O fato é que Porto Alegre ainda vive à beira do caos. É só sair um pouco do nosso casulo e perambular pelos bairros mais afetados. Muita árvore caída, lixo acumulado resultado de uma coleta totalmente irregular, fios de energia elétrica soltos dos postes, móveis detonados e eletrodomésticos danificados jogados nas esquinas. Sem falar no cheiro insuportável que impregnou as ruas da cidade, que já foi alegre, na lama ainda acumulada nas praças, parques e demais espaços de lazer. E nas famílias que se acomodaram embaixo de lonas ou barracas para não ficar tão longe de suas moradas pelo medo de roubos.

Uma força-tarefa deveria ter sido formada pela Prefeitura desde o dia 3 de maio, quando o nível do Guaíba passou de 4,6 metros, provocando a invasão das águas na rodoviária, ruas do Centro Histórico, Mercado Público e demais pontos próximos à Orla.

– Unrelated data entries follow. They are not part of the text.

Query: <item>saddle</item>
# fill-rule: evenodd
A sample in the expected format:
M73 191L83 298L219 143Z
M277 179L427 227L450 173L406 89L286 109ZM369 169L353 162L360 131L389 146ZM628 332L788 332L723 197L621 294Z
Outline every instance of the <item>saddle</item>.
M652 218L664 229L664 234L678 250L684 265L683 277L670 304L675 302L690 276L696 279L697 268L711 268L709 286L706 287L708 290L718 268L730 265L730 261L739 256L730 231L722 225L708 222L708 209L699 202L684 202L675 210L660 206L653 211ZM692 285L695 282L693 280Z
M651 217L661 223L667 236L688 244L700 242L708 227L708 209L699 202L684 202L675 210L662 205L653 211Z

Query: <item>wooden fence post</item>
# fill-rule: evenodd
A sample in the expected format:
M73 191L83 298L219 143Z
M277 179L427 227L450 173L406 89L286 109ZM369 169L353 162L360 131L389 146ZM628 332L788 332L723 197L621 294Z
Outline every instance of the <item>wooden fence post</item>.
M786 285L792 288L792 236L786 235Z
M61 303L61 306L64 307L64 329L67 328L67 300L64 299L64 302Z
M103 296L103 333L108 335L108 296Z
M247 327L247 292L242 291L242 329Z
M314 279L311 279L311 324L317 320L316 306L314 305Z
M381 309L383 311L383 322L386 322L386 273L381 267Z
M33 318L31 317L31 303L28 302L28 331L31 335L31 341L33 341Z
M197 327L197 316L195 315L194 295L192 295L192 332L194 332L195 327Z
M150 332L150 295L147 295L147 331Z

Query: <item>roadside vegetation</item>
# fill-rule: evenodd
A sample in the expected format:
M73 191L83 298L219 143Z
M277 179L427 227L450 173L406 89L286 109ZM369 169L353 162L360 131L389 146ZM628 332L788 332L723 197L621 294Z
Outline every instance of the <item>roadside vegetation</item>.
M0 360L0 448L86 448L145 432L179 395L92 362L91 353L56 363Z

E neste dia, muitas casas não tinham mais energia elétrica. No final daquele dia, o nível foi a 4,77 metros, ultrapassando o recorde da enchente de 1941. Naquela inesquecível sexta-feira de maio, todos os prognósticos indicavam que a situação dos alagamentos, que já haviam chegado aos bairros Sarandi, Humaitá, Farrapos, São João e entorno, teria capítulos mais tristes.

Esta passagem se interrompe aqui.